鎌倉殿の時代(14)上総介広常粛清の背景(前編)https://jbpress.ismedia.jp/articles/-/69770
鎌倉殿の時代(15)上総介広常粛清の背景(後編)https://jbpress.ismedia.jp/articles/-/69771

一ノ谷に厳重な防禦陣地を構えた平家軍

 前回「長いナイフの夜」の話を引き合いに出したので、今回も一ノ谷の合戦を説明するにあたって、近代戦の話を引き合いに出してみましょう。

 第1次世界大戦が終わったのち、フランスはドイツを仮想敵国とみなして、ドイツとの国境にマジノ線という強力な要塞地帯を築きあげました。ただ、友好国であるベルギーとの国境には要塞を築くわけにはゆきません。それでも、ベルギーとの国境地帯であるアルデンヌ高原には深い森が広がっていて、戦車やトラックなどの大部隊は通れない、と考えられていました。

 ところが1940年の5月、地形を研究したドイツ軍は、戦車を主力とした機甲部隊でアルデンヌの森を踏破し、フランスになだれこんだのです。この電撃戦(ブリッツクリーク)によってフランス軍の主力はたちまち崩壊し、ドイツは短期間でフランスを屈服させてしまいました。

 話を元暦元年(1184)の日本に戻しましょう。都を追い落とされた平家は、西国で勢力を盛り返して摂津の福原まで戻ってきました。福原は、かつて清盛が都を移そうとした港湾都市です。

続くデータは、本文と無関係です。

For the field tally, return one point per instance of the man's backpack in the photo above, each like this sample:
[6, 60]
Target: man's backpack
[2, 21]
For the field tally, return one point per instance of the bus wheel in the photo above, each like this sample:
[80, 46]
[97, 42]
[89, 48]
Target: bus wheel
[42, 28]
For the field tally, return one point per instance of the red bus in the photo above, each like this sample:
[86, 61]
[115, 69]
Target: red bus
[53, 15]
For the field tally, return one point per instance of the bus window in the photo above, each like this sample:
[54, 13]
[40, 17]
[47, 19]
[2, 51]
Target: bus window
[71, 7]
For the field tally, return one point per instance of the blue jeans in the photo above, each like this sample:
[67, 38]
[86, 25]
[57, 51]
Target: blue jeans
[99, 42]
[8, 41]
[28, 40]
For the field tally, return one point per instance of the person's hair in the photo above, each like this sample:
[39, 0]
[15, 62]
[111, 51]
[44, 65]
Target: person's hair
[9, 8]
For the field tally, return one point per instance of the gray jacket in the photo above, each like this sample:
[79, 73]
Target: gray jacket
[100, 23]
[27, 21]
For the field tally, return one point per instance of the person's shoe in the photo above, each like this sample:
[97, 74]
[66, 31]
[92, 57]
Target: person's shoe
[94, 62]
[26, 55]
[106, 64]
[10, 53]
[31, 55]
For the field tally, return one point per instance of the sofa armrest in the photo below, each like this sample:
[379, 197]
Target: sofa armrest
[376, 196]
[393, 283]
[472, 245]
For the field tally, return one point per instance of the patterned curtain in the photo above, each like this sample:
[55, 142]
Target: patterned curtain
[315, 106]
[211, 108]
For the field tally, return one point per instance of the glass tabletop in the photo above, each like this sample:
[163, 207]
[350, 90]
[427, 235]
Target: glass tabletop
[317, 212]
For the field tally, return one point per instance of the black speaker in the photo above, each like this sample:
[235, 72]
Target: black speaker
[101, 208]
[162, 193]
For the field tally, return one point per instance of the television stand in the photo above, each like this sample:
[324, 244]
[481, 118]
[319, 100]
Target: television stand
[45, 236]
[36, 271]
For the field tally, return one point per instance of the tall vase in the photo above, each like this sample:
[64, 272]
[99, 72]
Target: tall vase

そして、福原を中心として東は生田の森、西は一ノ谷に厳重な防禦陣地を構えて、鎌倉軍の攻撃に備えました。

能福寺(兵庫市神戸区)にある平相国廟(平清盛廟) 写真/PIXTA

 対する鎌倉方は、範頼の率いる大手軍が東の生田方面から、義経の搦手軍は西の一ノ谷から、それぞれ総攻撃をかけるという作戦を立てました。義経の搦手軍は摂津の山の中を通り、播磨に入ったあたりで海辺に出て、一ノ谷に向かう手はずです。

 もちろん、平家方もバカではありませんから、山側からの攻撃も警戒していました。山側から福原に下ってる道沿いに防禦陣地を構えて守備隊を配置し、さらに平資盛に別働隊を預けて、三草山(みくさやま)という所で鎌倉方を迎え撃とうとしていたのです。

一ノ谷から見た神戸市須磨区 写真/PIXTA

 一方、三草山の資盛隊を夜襲で蹴散らした義経は、しばらく山中を進みましたが、途中から急に作戦を変えました。搦手軍の主力は、副将である土肥実平らに預けて、予定どおり海沿いから一ノ谷に向かわせることとし、自分は少数の精鋭部隊を率いて、山の中の獣道へと分け入っていたのです。

 この時代、軍の主力は騎馬武者です。強力な鎧で防禦され、自在に走り回る馬の上から次々に矢を放つ騎馬武者は、歩兵では対抗できません。この時代の騎馬武者は、近代戦における戦車のような存在だったのです。

 ただし、騎馬武者はひらけた土地では威力を発揮しますが、道のない山や森の中では身動きが取れません。つまり、道のない山の中から騎馬武者隊が攻撃してくるという事態は、常識外・想定外だったのです。

 義経は、少数精鋭の機動力を利用して、この常識を打ち破りました。まったく予想もできなかった山の中から、突如として現れた義経隊の攻撃によって、平家の陣は大混乱に陥ったのです。(つづく)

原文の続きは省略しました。